An Oregon hazelnut packer recently refused to reveal his list of nut suppliers because, he said, health officials had not proved that hazelnuts were responsible for an outbreak of toxic E. coli.

Midwest health officials had used traditional interviews to determine that seven people had been sickened by hazelnuts, but they had not yet found a contaminated hazelnut. One Oregon packer warned that it would be “disastrous” to reveal nut suppliers in the absence of “conclusive” evidence that nuts were the culprit.

Health officials understand the packers’ reluctance. They’ve seen similar responses from producers of suspect foods ranging from beef to alfalfa sprouts to raw milk. 

In the last few weeks, cantaloupes suspected as the cause of Salmonella infections and beef bologna tied to an E. coli outbreak prompted product recalls, although the pathogens had not been confirmed in cantaloupe or bologna samples.

But skeptics who doubt the association ignore the fact that traditional epidemiology is statistically as significant as a gee-whiz genetic fingerprint match.

“The food industry has a hard time understanding how epidemiology works,” says Dr. Kirk Smith, foodborne illness supervisor for the Minnesota Department of Health. “People don’t grasp how powerful it is.”

Genetic “fingerprinting,”  the popular term for pulsed field gel electrophoresis, or PFGE is a relatively new technology that has profoundly changed the science of epidemiology.  By analyzing the genetic pattern of E. coli O157:H7 or other toxins in stool specimens, it can establish with a high degree of probability that patients were, or were not, sickened by the same food.

PFGE can also be used to establish links between sick people and a specific source, be it hamburger or hazelnuts.  But often there is no sample of the suspect food. By the time an outbreak is detected, that food has often been consumed or discarded, so epidemiologists fall back on traditional techniques.

 “It would be great if we could just buy the product, take it to the lab and find Salmonella.  That’s something anybody can understand,” says Dr. Bill Keene, senior epidemiologist at the Oregon Health Department. “But when you offer up P values and probabilities, people want to say: ‘That’s just statistical mumbo jumbo.'”

Take the hazelnut outbreak, for example.  In mid-February, Minnesota health officials detected a possible “cluster” of E.coli O157:H7 infection — seven sick people across the upper Midwest. PFGE analysis of stool samples showed they were sickened by a common source.  But what source?  They lived hundreds of miles apart, and had not eaten at the same restaurants.
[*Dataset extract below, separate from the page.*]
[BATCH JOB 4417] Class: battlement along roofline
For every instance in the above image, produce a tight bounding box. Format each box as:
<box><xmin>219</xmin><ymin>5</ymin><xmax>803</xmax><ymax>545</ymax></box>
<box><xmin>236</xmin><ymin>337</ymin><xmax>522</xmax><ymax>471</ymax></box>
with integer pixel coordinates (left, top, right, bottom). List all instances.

Each of the victims was questioned at length about what they had eaten over the past few weeks, looking for common denominators.  Each, for example, had eaten ground beef.  But two had eaten privately slaughtered meat, which meant they did not get their meat from a common source.

But all seven had eaten nuts, and this got officials attention.

It’s basic statistics, Kirk explains.  “Seven out of seven of our cases ate hazelnuts, and the PFGE says they almost certainly were sickened by the same source.”

The next step is to establish the “background rate,” he explains.  What is the likelihood that people will eat nuts in a given week?  There is no such data for hazelnuts, but there is data that says about 34 percent of Americans will eat some kind of nuts in a given week.

Overlay those two figures – all seven cases and 34 percent background – and you get a probability of about .05% — five one-hundredths of one percent.  “So the odds of hazelnuts not being the cause of this outbreak were very, very small,” Smith says.  “Possible, but highly unlikely.”

From a statistical standpoint, those results are as persuasive as a PFGE match between sick people and a specific source.  But the old-fashioned interview approach may not impress a business owner facing the enormous costs of recalling a contaminated product.

“Everybody loves lab results,” Keene says.  “Me too.  Nobody sends more stuff to the lab than I do.”

Genetic fingerprinting continues to bring profound changes to epidemiology.  A generation ago, most outbreaks of foodborne illness were local affairs traced to a bad batch of chicken at a restaurant or a church potluck. Today, PFGE enables officials to establish links between illnesses scattered across the landscape and traceable to mass-marketed products.

“Twenty years ago, we would have had those seven E. coli cases, and no way to link them to a common source,” Smith says. “Without PFGE it would have been a lot harder to implicate hazelnuts.”

The technology, however, isn’t perfect.  Epidemiologists are haunted by the experience of a huge Salmonella  outbreak in 2008, which was originally blamed on tomatoes before further investigation swung the onus to jalapeno peppers.

But PFGE remains just one tool in the epidemiologists toolbox, which is why they still rely heavily on traditional questionnaires, Smith says. That’s not likely to change any time soon.

And even the reluctant hazelnut packer soon had to agree that traditional strategies are credible. The very day he refused to hand over his list of nut growers, the Minnesota Department of Agriculture announced that PFGE analysis had identified the outbreak strain of E. coli on the exterior of a hazelnut found in the home of one of Minnesota’s E. coli patients.  In that case, case closed.